Potential Antitumor Effect of α-Mangostin against Rat Mammary Gland Tumors Induced by LA7 Cells

Abstract

In this study, the chemotherapeutic effect of α-mangostin (AM) was assessed in rats injected with LA7 cells. Rats received AM orally at 30 and 60 mg/kg twice a week for 4 weeks. Cancer biomarkers such as CEA and CA 15-3 were significantly lower in AM-treated rats. Histopathological evaluations showed that AM protects the rat mammary gland from the carcinogenic effects of LA7 cells. Interestingly, AM decreased lipid peroxidation and increased antioxidant enzymes when compared to the control. Immunohistochemistry results of the untreated rats showed abundant PCNA and fewer p53-positive cells than AM-treated rats. Using the TUNEL test, AM-treated animals had higher apoptotic cell numbers than those untreated. This report revealed that that AM lessened oxidative stress, suppressed proliferation, and minimized LA7-induced mammary carcinogenesis. Therefore, the current study suggests that AM has significant potential for breast cancer treatment.

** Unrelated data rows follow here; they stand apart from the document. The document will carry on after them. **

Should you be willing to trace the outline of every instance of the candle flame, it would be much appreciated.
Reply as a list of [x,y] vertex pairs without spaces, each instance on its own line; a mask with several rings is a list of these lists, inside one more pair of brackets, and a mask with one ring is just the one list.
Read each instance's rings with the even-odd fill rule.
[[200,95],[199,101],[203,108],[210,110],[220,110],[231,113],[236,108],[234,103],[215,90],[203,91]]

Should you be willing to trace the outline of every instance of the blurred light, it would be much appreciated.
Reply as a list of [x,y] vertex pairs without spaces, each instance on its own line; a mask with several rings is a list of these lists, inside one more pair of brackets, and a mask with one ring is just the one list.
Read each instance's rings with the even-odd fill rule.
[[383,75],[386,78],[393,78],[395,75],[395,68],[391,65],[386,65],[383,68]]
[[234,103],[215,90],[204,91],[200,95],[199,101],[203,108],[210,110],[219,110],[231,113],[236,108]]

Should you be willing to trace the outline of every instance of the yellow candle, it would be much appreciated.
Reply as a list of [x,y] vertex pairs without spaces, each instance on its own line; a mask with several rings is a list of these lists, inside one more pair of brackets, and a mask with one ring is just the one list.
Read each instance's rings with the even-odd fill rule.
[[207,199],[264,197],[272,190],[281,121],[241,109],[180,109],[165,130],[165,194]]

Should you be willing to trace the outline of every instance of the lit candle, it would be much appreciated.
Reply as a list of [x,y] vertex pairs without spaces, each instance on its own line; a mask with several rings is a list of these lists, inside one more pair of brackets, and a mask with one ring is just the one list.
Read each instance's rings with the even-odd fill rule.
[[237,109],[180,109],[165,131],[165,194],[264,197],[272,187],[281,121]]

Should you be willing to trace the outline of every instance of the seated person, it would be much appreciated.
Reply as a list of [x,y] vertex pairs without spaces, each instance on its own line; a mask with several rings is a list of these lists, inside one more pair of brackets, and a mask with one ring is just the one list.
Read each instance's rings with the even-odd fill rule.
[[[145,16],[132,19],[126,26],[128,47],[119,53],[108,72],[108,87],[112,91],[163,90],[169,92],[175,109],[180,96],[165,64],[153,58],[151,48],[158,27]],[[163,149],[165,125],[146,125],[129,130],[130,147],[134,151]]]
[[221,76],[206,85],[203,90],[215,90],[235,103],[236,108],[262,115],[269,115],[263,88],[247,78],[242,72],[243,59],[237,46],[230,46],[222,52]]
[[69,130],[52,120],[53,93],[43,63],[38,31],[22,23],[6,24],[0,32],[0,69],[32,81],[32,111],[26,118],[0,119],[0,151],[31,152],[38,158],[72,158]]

Keywords: LA7 cells; antioxidant; apoptosis; immunohistochemistry; mammary cancer; α-mangostin.

Figure 1

Chemical structure of α-mangostin (AM).

Figure 2

The effect of treatments on animal tumor volume (mm³) at 0, 7, 14, and 28 days compared to the control groups. Each value represents mean ± S.D. of given number of animals (n = 5), Values are statistically significant at * p < 0.05.

Figure 3

Histopathological photomicrograph of (A) Normal mammary gland before experimental cancer induction; note well differentiated ductal structure. Black arrow refer to normal well differentiated ductal structure. (B) Mammary gland after experimental tumor induction; note poorly differentiated ductal and tubular structures with variation in cellular nuclear sizes (UT). Note insert (left bottom corner) showing neovascularization disrupted tubular structure and high mitotic index. (C) Mammary gland treated with low dose after experimental cancer induction. Note reorganization of mammary tubular structure (MR) demarcated by muscle from tubular adenocarcinoma (AC). Note insert (left bottom corner) showing reorganization of tubular structure and neovascularization disrupted tubular structure. (D) Mammary gland treated with high dose after experimental cancer induction. Note reorganization of mammary tissue (R) interspersed with tubular adenocarcinoma (TA) with extensive necrosis and hyaline deposition in the connective tissue. Note insert (left bottom corner) showing organization of tubular structure and extensive necrosis of the connective tissue. (E) Mammary gland treated with TAM after experimental mammary tumor induction, showing ductal reorganization (RT). Note neovascularization, congestion, necrosis, and reorganization of mammary tissue interspersed with adenocarcinoma (insert). (F) Mammary gland treated with AM 60 mg/kg alone showing apparently normal appearance of tissue with well-differentiated ductal structure (Bar = 50 µm, H&E).

Figure 4

In situ TdT-mediated dUTP nick-end labeling (TUNEL assay) in breast tissue of rats. (A) Normal section showing absence of apoptotic cells. (B) TUNEL staining in (MTC group) section showing aggressive cell proliferation without apoptosis. (C) Cancerous section treated with 30 mg/kg body wt. AM showing numerous TUNEL-positive cells. (D) Cancerous section treated with 60 mg/kg body wt. AM showing frequent TUNEL-positive cells among treatment groups. (E) Cancerous section treated with 10 mg/kg body wt. of TAM showing the most frequent TUNEL-positive cells among treatment groups. (F) For an amount of 60 mg/kg AM alone no signs of apoptosis were noted on these sections (Bar = 20 µm).

Figure 5

Depicts immunoexpression of PCNA in (A) Normal control rats (no expression), (B) MTC group without treatment rats (over expression) with strong diffuse intensity, (C) (MT + AM-LD)-treated rats (down-regulated) with strong multifocal intensity, (D) (MT + 60 mg/kg AM-HD) treated rats (down-regulated) strong focal intensity, (E) (MT + 10 mg/kg TAM) down-regulation with strong focal intensity. (F) AM-HD 60 mg/kg alone treated rats (expression not detectable). Brown staining indicates positive cells (20× magnifications).

Figure 6

Depicts immunoexpression of p53 in (A) Normal control rats (weak expression), (B) MTC group without treatment rats (weak expression), (C) (MT + AM-LD)-treated rats (up-regulated) with strong multifocal intensity, (D) (MT + AM-HD)-treated rats (up-regulated) with strong focal intensity, (E) (MT + 10 mg/kg TAM) up-regulated with strong multifocal intensity, (F) AM 60 mg/kg alone treated rats (weak expression). Brown staining indicates positive cells (20× magnifications).